Within the garden there is a small section that is boarded off and at one time served as a little vegetable patch that, for a few seasons, gave us some potatoes, carrots, beetroot and a variety of herbs.

Like so many things in life, this became less and less of an attractive proposition as each year’s crop seemed to amount to not much more than one dinners quotas of veg, and so the enthusiasm to do it each year waned ever so slightly.

This has resulted in a baron piece of real estate bordering our lawn.

I say baron, but it is far from baron.

It is instead, a fertile land of breading weeds, who, no sooner have they been plucked from the good earth, do they seem to resurrect themselves as soon as I turn my back. I should call it the ‘Lazarus weed garden’.

Each time I do the garden I weed this patch in order to make the garden look tidy. However today I noticed I asked myself a question that often seems to comes to mind, ‘what’s the point?’

What’s the point of weeding this patch that nothing actually happens in, only to have the weeds grow back tomorrow?

Whilst I pondered this in mid pluck of said ‘Vegetable patch squatter’, I recognised something that interested me.

I realised that it wasn’t the fact that the weeds won’t stop growing in the patch, or that I had to remove them that was bothering me. What was bothering me was that I was putting effort into clearing something that had no purpose other than to be a weed breading farm.

It may have potential to be something great, as it once was, or was believed to have been, when it stood to serve the house hold as a self-sufficient vegetable provider.

However, right now it felt pointless. It was not contributing to something bigger that was worth ‘toiling, stripped to the waist, sweating in the midday sun for’.

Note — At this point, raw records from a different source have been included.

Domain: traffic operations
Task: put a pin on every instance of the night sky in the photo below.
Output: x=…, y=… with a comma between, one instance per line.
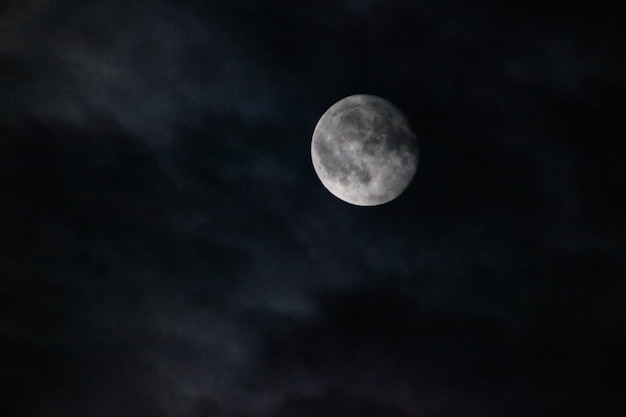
x=167, y=250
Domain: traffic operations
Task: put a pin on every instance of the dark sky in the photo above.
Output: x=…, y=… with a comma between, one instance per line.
x=166, y=249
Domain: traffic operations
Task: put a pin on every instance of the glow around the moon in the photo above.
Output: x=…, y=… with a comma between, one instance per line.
x=364, y=151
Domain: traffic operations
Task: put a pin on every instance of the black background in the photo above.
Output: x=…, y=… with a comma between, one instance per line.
x=167, y=250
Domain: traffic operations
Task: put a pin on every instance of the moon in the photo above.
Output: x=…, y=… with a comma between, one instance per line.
x=364, y=151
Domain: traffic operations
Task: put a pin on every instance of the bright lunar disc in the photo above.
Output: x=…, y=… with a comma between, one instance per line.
x=364, y=151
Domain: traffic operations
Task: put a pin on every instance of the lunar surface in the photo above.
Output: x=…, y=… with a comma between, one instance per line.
x=364, y=151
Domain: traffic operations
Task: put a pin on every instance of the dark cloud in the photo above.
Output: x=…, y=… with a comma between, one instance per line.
x=168, y=251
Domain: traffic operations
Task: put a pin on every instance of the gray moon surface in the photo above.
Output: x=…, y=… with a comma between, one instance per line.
x=364, y=150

The weeds, like problems and challenges will always come up no matter how many of them we face up to or eradicate from our life.

The proverb ‘the more things change the more they stay the same’ can often feel true as we plug one hole only to find a leak sprung somewhere else in our lives.

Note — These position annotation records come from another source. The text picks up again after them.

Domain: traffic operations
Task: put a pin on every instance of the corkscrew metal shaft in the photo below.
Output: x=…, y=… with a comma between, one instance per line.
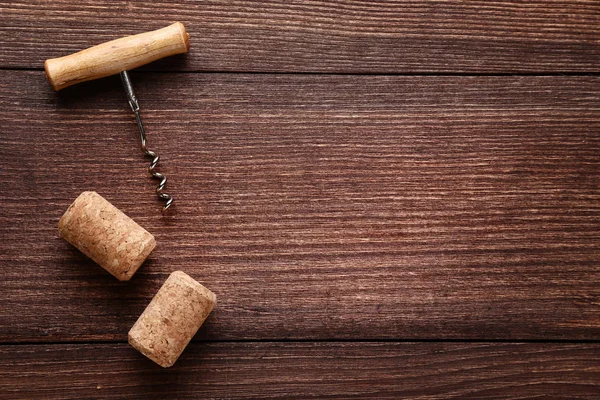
x=117, y=57
x=135, y=107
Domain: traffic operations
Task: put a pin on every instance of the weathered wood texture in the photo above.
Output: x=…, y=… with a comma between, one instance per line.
x=336, y=36
x=314, y=206
x=305, y=370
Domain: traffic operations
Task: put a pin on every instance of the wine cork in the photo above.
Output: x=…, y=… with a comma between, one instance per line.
x=171, y=319
x=106, y=235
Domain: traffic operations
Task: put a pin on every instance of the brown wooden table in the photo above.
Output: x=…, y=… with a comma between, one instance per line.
x=390, y=199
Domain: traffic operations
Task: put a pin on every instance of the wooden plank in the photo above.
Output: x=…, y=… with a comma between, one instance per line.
x=305, y=370
x=315, y=207
x=337, y=36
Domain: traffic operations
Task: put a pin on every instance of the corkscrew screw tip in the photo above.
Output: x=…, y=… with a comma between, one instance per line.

However what I discovered today was, that despite the weeds, (which will still be popping up long after I’m not around to pluck them,) the thing that will make them worth plucking, is to create a bigger picture for this piece of ground. A purpose if you will.

Without a purpose or a function, regardless of the potential of the land, we lose interest and become indifferent about the outcome. Lethargy creeps in and we ask ourselves what’s the point?

We have to create the point. We have to harvest a passion or a purpose that’s makes the ‘weeds’ in life just part of the process of cultivating a purpose worth clearing the ground for.

In the case of the redundant veggie patch, I need to create a purpose for that patch of ground that makes simply makes removing the weeds a process necessary to allow for something better to emerge or to be built upon.